4SCÈNE VI. Janbroche, Le Compère. §
LE COMPÈRE.
Ma foi, monsieur, je n’en sais rien, et vous pouvez appeler votre domestique Pierrot.
JANBROCHE.
Pierrot !
SCÈNE VII. Janbroche, Pierrot. §
PIERROT.
Monsieur, depuis que je ne vous ai vu, il y a bien des nouvelles.
JANBROCHE.
Qu’est-ce que c’est que ces nouvelles ?
PIERROT.
C’est que les mâles couchent avec les femelles.
JANBROCHE.
Bête que tu es : de tout temps cela a été, et de tout temps cela sera.
PIERROT.
Hé bien, monsieur, puisqu’il faut que cela soit, je vous dirai qu’il y a un gros garçon couché avec mademoiselle votre fille.
JANBROCHE, voulant frapper Pierrot.
Comment ! Un garçon couché avec ma fille ! Me voilà perdu d’honneur et de réputation.
PIERROT.
Mais, monsieur... mais, monsieur, laissez divertir la jeunesse.
SCÈNE VIII. Janbroche, Polichinelle. §
POLICHINELLE.
Mais, monsieur, rendez-moi donc ma culotte.
JANBROCHE, repoussant Polichinelle, et lui donnant des coups de bâton.
Tiens, voilà ta culotte.
SCÈNE IX. Mademoiselle Janbroche, Polichinelle. §
MONSIEUR LE MARQUIS, au Compère.
Monsieur, dites-moi un peu, n’auriez-vous pas vu mon coquin de domestique ?
POLICHINELLE.
Monsieur, me voilà.
POLICHINELLE, à genoux.
5Ah ! Monsieur, si vous allez crever le baril à la moutarde, elle va vous sauter aux yeux.
MONSIEUR LE MARQUIS.
Malheureux : Dans quel équipage es-tu ?
POLICHINELLE.
En m’allant baigner, des petits fripons, monsieur, m’ont volé ma culotte.
MONSIEUR LE MARQUIS.
Maraud, si tu ne me dis la vérité, je te vais rouer de coups de bâton dans l’instant.
POLICHINELLE.
Monsieur, tenez, ne vous mettez pas en colère.

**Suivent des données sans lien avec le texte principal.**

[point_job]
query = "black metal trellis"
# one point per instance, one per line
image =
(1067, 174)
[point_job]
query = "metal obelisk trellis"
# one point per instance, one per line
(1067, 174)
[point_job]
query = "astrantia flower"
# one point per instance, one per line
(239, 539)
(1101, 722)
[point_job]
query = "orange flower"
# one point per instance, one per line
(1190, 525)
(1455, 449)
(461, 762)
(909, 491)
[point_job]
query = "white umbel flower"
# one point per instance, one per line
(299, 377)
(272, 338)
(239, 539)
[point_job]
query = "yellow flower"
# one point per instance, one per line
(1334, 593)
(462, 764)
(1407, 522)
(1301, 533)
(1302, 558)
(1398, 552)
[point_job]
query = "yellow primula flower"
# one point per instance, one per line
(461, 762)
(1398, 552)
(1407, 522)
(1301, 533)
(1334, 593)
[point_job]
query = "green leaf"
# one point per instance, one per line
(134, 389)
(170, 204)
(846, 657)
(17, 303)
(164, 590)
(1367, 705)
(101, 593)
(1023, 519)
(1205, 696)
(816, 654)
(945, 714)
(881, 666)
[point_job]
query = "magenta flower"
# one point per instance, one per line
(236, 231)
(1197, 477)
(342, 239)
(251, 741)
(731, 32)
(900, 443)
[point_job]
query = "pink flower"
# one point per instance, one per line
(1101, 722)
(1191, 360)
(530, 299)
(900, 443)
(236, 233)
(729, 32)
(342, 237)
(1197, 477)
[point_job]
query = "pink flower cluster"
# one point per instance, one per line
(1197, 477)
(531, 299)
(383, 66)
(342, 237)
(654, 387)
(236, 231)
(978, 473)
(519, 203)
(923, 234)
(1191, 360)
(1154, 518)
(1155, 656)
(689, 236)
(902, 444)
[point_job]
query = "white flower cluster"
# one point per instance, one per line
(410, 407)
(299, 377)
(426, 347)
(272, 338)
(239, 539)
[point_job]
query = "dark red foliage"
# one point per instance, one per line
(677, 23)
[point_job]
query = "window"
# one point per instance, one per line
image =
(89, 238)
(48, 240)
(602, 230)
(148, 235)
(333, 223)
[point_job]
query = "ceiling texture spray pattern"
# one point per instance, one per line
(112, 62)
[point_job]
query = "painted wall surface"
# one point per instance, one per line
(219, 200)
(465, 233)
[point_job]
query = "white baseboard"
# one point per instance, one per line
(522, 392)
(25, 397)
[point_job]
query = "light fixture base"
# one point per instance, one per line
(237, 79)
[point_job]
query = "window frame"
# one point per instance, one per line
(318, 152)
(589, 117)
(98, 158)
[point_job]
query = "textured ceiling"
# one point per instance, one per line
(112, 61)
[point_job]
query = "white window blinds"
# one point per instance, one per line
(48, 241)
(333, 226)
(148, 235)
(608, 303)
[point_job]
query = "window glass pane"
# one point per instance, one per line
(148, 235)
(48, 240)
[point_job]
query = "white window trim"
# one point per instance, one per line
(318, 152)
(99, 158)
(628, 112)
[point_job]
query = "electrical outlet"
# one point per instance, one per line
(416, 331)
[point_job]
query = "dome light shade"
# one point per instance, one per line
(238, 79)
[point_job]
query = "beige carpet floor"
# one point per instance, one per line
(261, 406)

Je vais vous dire la vérité ; comme la fille de Monsieur Janbroche avait peur, elle m’a prié d’aller coucher avec elle, et moi, fort obligeant, je n’ai pu la refuser.
MONSIEUR LE MARQUIS.
Va, va, tu es un malheureux, il faut que tu l’épouses.
POLICHINELLE.
Bon, bon, tant mieux, voilà mon affaire.